Both the trouble-shooters above use a stethascope to listen to the noise. If you work in PC SUPPORT, you can't just buy another replacement HDD after another. You need to find out how & why the fault developed.
For the computer novices who replied above, I suggest that they look at:
http://www.pcworld.com/howto/article/0, ... 869,00.asp
Hardware Tips: Don't Get Caught With Your Disk Down
"Learn how to tell if a hard disk is about to fail; make sense of dot-pitch numbers; change monitor settings quickly; try out a used PC before you buy.

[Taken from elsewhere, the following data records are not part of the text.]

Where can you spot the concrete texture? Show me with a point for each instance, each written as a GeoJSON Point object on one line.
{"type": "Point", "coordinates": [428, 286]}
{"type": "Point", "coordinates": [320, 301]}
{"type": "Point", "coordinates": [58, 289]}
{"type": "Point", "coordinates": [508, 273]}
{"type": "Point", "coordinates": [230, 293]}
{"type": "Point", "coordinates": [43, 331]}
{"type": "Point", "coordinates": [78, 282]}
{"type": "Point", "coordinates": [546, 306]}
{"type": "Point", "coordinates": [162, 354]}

From the December 2002 issue of PC World magazine
Posted Wednesday, October 23, 2002
Keep your ears tuned for any unusual noises coming from your hard disk: Strange sounds often mean big trouble; for examples, download .wav files of some common hard-drive-in-distress sounds. (Thanks to John Christopher of data recovery service DriveSavers.com for providing these files.)
A high-pitched whining sound (bearings.wav) could mean your hard drive's bearings are going bad. Relatively speaking, this is good news; you may actually be able to rescue your soon-to-be-stranded data. If your operating system loads and you're able to move files off the hard disk, do so immediately.
If you hear sustained clicking noises, you probably won't be able to access the hard disk at all, and your operating system most likely won't load. A pause-click, pause-click sound (cycleclick.wav) indicates that your drive's read/write heads are trying to orient themselves. The drive has probably sustained some damage, and you've likely lost some data. Continuous, rapid-fire clicking (excess.wav) is an ominous sound for any drive.
In either case, your chances of recovering your data manually are slim. Don't keep turning your system on and off in hopes that your hard drive will finally catch, or start up, one last time; it won't.
Any grinding or scraping sound (grind.wav) is another sign of serious trouble. Your hard drive's read/write heads are in contact with the disk's media surface--where the data is stored. Shut down your drive immediately; the longer it runs, the more data you may lose.